My diacritical approach to addressing the conundrum of mis-educated black youth is meant to illuminate the importance of direct involvement and the importance of developing and understanding the concept of holistic education. In short, holistically educating our youth is the result of seeing beyond the need for academic achievement in order to understand the purpose of education. Education is an empowerment mechanism that is designed to prepare youth to become empowered and productive adults that possess the capacity to initiate and facilitate change within their personal and cultural periphery. Education that does not empower the student is not authentic education, but is actually an illusion of progress that lacks power.

The African American Holocaust & Mis-education of Black Youth

While we must give a considerable amount of attention to the quality of education our children receive in the area of academics, we must see beyond academics to deal with the core issues associated with holistic education, such as knowledge of self. When a child suffers in the area of a diminished or damaged self-concept, they find themselves at a disadvantage in society in general, and in the educational process in specific. It is the proper development of a positive self-concept that results in elevated self-esteem and the belief that anything is possible.

It was actually Thomas Jefferson that asserted that a group or race of people cannot be ignorant and free simultaneously. Freedom cannot be achieved physically if the mind has not first experienced freedom. What we are witnessing at this particular juncture in our journey as a race in this country is the results of exchanging our physical chains for mental ones. Anyone who understands this dynamic will likely agree with my assessment that we are actually in a worse situation in our mental bondage than we were as physical slaves. As long as we continue to expect our oppressor to educate our children, we will continue to be educated downward into docility and conformity. The oppressor will never educate the oppressed to be a threat.

So, I go to great lengths to highlight the many different ways that the black child is being failed in the educational process, not only by the public education system, but, more importantly, by the black community. We must understand that education is a cultural experience, and no system that does not acknowledge the culture in which a child resides can effectively educate that child.

This is why I am an advocate of homeschooling and the development of African American school systems that are operated by African Americans. In the interim of developing these African Americans ran educational operations, I am working with parents to develop African American Parent Advisory Councils to oversee the operation of public school districts in order to ensure that these districts consider the unique needs and gifts of our children. We must learn to use the leverage and power associated with the enrollment of our students. Each student is worth a minimum of $8,000 per year, and can be worth as much as $24,000 per year. Forming a district wide council provides a block of black parents who can collectively leverage the threat of withdrawing their students from the district to force the district to give attention to their concerns.
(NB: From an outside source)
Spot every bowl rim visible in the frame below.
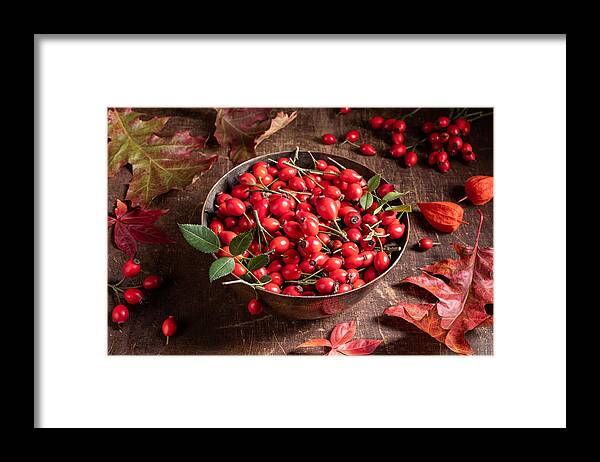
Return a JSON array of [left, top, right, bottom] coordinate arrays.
[[200, 149, 410, 299]]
We must take the lead in educating our children, relinquishing the idea that we are hopeless and helpless to do for our own.
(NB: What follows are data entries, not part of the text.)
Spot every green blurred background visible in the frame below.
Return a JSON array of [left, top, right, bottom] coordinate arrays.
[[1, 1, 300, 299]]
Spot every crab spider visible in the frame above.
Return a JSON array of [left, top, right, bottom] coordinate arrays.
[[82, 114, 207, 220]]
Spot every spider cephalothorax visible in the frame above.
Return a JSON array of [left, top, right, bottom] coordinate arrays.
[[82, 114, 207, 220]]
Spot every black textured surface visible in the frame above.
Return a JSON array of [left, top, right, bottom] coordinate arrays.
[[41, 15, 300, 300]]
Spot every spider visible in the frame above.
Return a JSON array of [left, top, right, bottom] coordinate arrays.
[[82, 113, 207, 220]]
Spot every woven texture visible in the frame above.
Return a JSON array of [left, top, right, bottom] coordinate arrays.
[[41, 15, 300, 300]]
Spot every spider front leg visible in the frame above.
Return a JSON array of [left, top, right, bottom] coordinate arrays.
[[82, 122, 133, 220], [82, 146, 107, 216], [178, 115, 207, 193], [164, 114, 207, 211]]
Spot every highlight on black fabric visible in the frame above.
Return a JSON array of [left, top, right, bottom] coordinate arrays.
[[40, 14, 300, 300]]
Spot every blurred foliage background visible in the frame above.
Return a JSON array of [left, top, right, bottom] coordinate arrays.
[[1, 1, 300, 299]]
While many people, including many Blacks, suggest that the African American Holocaust has ended and things are improving for blacks, the truth is that the Holocaust is progressing forward at full throttle — through mass incarceration, the disintegration of the African American family, economic castration, political isolation, a welfare state and the mis-education of black youth. It is ultimately going to be up to us to right the ship. We are more than capable, but we must abandon the ideology that we need external help in order to empower and improve ourselves. Every progressive move we make must be autogenous in nature, and we must be holistically engaged. ~ Dr. Rick Wallace, Ph.D.